Mess in the slum capital

June 11, 2012 12:24 am | Updated December 04, 2021 10:58 pm IST

Slum rehabilitation in Mumbai is in total disarray. Corrupt practices and inept institutions continue to deny stable housing, access to sanitation and quality life to a large number of slum dwellers who make up more than half of the city's population. Worse, this vast marginalised group, as recently witnessed in Sion Koliwada, lives under a cloud of fear unleashed by vested interests who want to appropriate their land. To other Indian cities, Mumbai's slum rehabilitation is not any more a role model to emulate, but an execrable experience to avoid. Two decades ago, about four million people were living in slums. The State government, realising that their earlier policies neither reduced the numbers nor substantially improved shanty settlements, adopted a new approach. It set up the Slum Rehabilitation Authority (SRA) in 1995 with an emphasis on using the slum lands as a resource. The idea was to rope in private developers and encourage them to redevelop areas by permitting more dwelling units than what the building rules allowed. The excess units were to be sold and the money so mobilised was meant to subsidise reconstruction of slum tenements. On the face of it, this approach appeared well meaning. However, on the ground, it was blatantly misused, denying the needy the benefit of owning a house even as small as 270 sq.ft.
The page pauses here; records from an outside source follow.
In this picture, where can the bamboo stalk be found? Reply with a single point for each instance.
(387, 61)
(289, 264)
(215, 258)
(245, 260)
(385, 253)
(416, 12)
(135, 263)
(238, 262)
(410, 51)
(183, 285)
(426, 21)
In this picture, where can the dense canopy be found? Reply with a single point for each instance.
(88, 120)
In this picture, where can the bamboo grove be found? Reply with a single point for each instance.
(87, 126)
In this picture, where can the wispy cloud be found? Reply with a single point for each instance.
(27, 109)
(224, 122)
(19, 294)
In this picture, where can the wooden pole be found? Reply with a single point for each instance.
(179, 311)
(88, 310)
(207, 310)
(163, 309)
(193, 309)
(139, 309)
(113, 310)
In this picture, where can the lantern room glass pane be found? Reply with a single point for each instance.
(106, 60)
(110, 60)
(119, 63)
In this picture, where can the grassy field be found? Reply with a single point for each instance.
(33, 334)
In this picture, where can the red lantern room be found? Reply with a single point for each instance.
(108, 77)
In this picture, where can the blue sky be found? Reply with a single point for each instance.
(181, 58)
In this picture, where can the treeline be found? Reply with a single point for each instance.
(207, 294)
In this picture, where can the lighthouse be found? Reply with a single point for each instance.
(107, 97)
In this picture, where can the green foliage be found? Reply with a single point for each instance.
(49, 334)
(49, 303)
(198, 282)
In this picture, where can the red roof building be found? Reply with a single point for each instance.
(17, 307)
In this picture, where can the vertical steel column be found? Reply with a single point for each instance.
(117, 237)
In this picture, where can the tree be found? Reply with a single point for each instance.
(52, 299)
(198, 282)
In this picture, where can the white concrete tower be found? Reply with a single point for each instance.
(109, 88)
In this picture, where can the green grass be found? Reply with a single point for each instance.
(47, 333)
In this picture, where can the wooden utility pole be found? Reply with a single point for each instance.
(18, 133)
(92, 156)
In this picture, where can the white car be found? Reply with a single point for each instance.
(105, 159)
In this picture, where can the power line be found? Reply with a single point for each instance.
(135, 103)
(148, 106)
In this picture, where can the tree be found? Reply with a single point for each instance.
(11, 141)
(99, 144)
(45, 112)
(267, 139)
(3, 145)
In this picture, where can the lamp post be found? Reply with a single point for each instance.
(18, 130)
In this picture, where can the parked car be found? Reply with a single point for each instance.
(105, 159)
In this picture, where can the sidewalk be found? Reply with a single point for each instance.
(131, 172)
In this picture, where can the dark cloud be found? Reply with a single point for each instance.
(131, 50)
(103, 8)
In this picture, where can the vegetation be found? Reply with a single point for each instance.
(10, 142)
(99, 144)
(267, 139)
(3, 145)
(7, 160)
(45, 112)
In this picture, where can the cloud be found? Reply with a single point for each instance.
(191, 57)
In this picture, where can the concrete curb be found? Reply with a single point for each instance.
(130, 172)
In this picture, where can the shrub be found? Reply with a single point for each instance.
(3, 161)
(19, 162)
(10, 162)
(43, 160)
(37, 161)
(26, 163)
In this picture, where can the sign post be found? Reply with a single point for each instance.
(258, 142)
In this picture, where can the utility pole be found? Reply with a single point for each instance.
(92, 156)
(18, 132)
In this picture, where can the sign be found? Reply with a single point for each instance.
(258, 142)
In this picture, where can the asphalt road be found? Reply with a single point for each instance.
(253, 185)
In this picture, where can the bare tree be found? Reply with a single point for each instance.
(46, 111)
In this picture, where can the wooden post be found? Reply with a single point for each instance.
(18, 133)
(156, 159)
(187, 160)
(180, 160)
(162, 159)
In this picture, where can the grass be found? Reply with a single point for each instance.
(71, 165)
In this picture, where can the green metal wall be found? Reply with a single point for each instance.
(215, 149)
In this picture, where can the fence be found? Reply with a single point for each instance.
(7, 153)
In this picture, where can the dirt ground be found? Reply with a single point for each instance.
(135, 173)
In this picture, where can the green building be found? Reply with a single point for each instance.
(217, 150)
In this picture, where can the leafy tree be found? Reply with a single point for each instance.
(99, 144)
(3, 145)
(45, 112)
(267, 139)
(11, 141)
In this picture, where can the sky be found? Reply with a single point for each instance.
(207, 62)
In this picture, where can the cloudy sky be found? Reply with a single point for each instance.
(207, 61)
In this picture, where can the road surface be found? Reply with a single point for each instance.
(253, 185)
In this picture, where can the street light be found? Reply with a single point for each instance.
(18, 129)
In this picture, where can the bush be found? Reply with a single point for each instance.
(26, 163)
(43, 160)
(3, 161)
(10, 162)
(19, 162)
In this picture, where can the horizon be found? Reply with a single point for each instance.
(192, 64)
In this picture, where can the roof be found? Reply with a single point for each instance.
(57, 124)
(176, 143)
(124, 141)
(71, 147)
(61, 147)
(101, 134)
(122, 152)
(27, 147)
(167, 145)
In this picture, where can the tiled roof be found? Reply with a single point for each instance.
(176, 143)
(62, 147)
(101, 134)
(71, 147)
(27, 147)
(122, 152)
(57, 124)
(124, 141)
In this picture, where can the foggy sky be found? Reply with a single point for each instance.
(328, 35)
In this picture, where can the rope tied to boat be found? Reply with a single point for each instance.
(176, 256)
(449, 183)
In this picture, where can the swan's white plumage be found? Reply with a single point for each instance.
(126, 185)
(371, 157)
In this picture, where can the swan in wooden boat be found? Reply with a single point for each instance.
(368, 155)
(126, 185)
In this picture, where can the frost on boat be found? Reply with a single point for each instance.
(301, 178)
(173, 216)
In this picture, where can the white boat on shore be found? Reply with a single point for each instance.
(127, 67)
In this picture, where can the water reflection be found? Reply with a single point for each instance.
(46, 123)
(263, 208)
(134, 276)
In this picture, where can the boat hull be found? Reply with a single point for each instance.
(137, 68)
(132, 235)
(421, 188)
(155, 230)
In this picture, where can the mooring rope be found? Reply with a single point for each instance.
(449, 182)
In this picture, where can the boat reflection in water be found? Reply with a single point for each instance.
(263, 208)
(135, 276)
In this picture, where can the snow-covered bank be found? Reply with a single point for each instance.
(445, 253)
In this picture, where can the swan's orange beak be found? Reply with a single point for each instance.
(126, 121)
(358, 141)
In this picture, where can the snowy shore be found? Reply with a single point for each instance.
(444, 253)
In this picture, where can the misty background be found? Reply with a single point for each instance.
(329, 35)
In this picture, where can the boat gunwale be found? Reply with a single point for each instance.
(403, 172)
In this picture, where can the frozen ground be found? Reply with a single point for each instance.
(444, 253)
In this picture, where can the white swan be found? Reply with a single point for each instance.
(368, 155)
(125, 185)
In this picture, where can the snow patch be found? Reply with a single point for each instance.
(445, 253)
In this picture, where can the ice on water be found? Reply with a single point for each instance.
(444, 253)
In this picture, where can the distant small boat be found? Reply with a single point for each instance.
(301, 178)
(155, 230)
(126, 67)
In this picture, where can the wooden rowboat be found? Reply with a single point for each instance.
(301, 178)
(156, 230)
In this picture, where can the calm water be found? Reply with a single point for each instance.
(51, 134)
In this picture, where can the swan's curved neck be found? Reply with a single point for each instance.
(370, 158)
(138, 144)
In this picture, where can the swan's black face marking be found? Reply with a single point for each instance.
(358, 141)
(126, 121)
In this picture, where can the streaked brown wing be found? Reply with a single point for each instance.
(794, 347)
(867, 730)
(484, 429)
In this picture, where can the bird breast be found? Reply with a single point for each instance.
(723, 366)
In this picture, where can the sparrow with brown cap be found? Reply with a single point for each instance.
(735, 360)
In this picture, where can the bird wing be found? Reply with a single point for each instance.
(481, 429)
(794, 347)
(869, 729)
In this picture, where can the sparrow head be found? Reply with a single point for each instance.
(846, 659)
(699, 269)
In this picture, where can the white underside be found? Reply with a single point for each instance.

Despite many complaints, the SRA did not carry out comprehensive surveys of slums nor prepare a well-verified list of eligible beneficiaries. Proper photo identification was not fully issued to the allottees, allowing many illegible users to benefit. The SRA, as a recent CAG report reveals, adopted improper practices that affected the performance of projects: proper evaluation of builders was not undertaken; dues were not recovered; projects were not properly monitored, resulting in poor construction and delay. The state of the flagship project — the Dharavi Redevelopment Project — is no better. Even eight years after sanctioning and spending about Rs.50 crore in planning, not even one of the five sectors earmarked for redevelopment has taken off. As a result, Mumbai has so far rehabilitated only about 15 per cent of the targeted four million slum dwellers, even as the number of people living in slums has crossed 6.5 million. The limitations of the State machinery to deliver slum tenements may justify joint ventures with private builders. But what is required is total transparency in decision-making, complete disclosure of project details, clear enunciation of specifications and deliverables, undiluted monitoring and periodic public consultation. Above all, slum rehabilitation has to take a people first approach and must benefit only the deserving.